Sheep trap petroglyph near Moab, UT. Photo Dell Crandall.


This first illustration is a petroglyph that was provided by Dell Crandall in Moab, UT., it apparently shows a bighorn sheep trap. This might be a natural trap like Dead Horse Point near Moab where a high pinnacle is connected to the rest of the mountain by a narrow neck and once the animals were driven out onto it they could be confined easily with no way down.

The petroglyph consists of a circular shape with a funnel-shaped entrance, and what appears to be footprints or animal tracks entering it and then circling around. This seems to represent exactly what we would expect to see happen in real life in such a scenario. Outside the wings of the trap are a group of quadrupeds (apparently bighorn sheep) which may illustrate the herd grazing on the slope below the trap.

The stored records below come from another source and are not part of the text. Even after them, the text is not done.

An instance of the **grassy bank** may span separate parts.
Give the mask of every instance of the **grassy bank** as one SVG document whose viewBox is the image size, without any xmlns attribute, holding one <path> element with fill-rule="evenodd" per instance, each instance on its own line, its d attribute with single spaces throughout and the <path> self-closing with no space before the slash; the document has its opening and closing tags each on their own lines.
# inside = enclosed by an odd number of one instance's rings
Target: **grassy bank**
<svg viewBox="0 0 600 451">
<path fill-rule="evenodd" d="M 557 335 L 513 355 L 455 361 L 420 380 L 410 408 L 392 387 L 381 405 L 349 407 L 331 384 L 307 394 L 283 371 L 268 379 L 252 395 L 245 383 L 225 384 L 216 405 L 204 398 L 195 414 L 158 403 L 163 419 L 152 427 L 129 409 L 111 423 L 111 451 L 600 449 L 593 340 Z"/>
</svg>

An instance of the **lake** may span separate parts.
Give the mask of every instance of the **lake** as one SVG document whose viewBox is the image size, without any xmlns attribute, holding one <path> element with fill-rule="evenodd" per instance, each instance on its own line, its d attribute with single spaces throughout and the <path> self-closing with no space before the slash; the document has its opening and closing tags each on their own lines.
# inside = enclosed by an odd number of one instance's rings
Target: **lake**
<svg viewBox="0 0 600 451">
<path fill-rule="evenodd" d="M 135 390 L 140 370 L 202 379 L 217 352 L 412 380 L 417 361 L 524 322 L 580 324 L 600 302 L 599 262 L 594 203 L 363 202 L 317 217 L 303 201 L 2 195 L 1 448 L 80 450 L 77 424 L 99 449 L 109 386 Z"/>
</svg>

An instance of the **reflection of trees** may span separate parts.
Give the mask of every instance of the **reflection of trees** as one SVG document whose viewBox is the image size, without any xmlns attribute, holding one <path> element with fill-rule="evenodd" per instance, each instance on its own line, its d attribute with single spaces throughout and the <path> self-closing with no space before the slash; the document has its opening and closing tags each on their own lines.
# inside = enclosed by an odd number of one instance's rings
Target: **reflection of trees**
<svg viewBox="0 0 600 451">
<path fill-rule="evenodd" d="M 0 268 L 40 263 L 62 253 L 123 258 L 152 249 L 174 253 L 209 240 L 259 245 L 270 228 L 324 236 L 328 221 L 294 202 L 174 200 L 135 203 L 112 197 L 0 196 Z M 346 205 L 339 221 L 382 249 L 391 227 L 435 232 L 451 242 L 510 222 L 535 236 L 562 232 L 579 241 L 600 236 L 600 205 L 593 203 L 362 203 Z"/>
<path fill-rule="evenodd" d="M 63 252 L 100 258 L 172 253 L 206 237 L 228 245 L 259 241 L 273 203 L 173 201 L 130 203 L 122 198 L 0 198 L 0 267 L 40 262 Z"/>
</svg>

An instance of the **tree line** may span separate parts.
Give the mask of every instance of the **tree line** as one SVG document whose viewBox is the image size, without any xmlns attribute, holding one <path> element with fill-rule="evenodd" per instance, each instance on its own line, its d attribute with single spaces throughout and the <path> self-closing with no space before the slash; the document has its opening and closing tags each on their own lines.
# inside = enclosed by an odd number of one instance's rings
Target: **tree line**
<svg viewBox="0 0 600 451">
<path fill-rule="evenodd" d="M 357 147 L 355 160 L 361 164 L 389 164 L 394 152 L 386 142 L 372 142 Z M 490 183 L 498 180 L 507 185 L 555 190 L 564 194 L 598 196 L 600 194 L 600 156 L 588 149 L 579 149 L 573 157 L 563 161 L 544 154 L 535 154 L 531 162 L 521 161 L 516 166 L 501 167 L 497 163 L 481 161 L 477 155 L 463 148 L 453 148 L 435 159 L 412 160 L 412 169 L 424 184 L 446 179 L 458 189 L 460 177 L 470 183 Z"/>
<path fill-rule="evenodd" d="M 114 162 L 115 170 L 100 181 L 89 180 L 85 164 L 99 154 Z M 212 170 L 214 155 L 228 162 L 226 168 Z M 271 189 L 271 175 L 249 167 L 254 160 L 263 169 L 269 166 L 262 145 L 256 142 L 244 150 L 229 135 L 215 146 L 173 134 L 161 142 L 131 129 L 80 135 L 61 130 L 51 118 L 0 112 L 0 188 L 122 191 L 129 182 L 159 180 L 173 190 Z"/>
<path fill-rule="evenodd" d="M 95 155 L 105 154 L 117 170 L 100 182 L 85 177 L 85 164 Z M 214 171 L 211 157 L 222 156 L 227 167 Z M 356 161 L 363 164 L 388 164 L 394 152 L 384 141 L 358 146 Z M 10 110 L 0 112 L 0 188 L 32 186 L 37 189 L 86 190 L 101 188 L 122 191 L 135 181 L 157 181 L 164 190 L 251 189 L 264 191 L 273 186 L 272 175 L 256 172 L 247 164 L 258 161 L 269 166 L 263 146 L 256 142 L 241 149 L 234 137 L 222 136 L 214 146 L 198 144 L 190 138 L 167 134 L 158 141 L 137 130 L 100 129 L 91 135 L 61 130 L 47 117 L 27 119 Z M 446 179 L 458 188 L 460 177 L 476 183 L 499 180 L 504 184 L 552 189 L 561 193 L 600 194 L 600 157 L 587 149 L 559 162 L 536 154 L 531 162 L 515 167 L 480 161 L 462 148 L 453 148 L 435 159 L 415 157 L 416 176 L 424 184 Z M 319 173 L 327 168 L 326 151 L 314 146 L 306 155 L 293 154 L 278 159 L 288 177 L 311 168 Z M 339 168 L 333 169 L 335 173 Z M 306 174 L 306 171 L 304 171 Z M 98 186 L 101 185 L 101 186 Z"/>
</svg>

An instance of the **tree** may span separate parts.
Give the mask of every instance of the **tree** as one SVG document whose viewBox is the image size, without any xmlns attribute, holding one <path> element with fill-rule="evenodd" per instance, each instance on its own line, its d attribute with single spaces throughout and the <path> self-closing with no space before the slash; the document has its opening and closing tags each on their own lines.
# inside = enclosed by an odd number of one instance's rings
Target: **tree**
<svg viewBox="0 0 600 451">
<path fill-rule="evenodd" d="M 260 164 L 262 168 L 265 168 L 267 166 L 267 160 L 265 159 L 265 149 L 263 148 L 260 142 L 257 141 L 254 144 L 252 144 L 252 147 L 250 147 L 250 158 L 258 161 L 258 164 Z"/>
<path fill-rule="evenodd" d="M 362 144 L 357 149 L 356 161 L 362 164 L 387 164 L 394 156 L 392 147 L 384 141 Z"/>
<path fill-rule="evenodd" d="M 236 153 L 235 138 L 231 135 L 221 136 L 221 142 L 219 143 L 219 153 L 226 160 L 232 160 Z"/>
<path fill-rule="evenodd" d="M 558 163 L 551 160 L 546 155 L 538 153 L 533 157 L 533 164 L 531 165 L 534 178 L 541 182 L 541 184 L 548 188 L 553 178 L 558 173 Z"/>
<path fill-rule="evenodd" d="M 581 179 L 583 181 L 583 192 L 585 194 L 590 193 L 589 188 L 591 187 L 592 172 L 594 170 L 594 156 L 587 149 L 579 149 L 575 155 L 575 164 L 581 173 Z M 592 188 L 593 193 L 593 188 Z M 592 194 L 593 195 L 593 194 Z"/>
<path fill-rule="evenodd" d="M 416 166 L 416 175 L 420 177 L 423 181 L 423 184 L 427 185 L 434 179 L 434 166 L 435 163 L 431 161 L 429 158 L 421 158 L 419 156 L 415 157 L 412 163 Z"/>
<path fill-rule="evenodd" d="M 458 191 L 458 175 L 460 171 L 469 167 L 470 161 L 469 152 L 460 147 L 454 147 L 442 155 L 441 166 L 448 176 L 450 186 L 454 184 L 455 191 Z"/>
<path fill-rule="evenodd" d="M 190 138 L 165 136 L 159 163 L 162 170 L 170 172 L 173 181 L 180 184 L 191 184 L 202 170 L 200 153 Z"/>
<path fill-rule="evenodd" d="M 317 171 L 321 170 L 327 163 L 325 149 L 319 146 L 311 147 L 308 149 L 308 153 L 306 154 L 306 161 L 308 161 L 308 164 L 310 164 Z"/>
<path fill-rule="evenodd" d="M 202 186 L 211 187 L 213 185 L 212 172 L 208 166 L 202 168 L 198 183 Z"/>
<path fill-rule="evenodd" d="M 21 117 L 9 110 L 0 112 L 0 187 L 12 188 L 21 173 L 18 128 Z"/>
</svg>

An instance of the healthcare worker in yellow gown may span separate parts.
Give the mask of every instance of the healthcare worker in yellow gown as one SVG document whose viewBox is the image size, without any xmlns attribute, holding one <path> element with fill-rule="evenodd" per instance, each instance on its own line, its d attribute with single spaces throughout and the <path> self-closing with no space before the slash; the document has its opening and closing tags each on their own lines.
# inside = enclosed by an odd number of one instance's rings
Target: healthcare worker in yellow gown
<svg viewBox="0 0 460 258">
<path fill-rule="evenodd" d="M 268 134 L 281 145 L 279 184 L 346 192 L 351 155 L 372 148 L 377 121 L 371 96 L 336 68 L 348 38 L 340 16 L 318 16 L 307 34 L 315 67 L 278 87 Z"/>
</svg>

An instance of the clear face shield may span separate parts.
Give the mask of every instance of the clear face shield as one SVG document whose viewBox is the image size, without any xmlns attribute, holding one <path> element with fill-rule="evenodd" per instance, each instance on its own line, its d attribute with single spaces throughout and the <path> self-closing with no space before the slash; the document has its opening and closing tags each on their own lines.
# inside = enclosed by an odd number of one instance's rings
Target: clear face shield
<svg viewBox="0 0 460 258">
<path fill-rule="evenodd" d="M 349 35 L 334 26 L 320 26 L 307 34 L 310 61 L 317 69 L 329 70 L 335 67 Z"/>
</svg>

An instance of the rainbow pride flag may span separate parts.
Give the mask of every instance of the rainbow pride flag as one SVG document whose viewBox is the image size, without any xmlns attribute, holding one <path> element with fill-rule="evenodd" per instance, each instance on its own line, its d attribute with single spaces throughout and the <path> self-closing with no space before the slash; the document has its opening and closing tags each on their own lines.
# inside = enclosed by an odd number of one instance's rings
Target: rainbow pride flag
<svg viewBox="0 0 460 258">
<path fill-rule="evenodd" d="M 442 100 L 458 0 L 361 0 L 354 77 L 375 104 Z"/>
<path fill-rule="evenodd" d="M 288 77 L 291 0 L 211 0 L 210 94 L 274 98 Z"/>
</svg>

Bighorn sheep trap wings with corral section at center, near 
DuBois, WY. Photo Peter Faris, September 1998.



The other photographs are of an actual constructed bighorn sheep trap in the Shoshone National Forest of the Wind River mountains above DuBois, Wyoming. This trap was constructed by the Shoshone group called “Sheep Eaters” and may, in fact, be early historic in date. Assembled of wood (stumps, trunks, and branches) it consists of a central corral and a long pair of fences in a “v-shape” leading to the opening of the corral. This trap is located on a high mountain saddle in heavily forested area.


Bighorn sheep trap central corral section, near 
DuBois, WY. Photo Peter Faris, Sept. 1998.


We assume that the way that these traps worked was for a group of people to start somewhere down near the bottom of the slope at a time that bighorn sheep were known to be grazing there. As a long line the people would then start up the slope making noise. Any animals above them on the hillside would presumably want to be farther away so they would also begin to drift upward toward the saddle that would allow them to cross to the other side and down into the next valley. As they approached that saddle they would run into the wings of the trap deflecting them toward the center. In the center there was a low wall that they would want to jump over at some point to continue to escape the approaching people, but this led them into the corral.

In either case a limited amount of exertion by a group of people would presumably reward them with a large amount of game. If we are to assume that some rock art actually does represent hunting (which I think very few would deny) then this petroglyph is quite likely to represent exactly what it looks like, a bighorn sheep trap.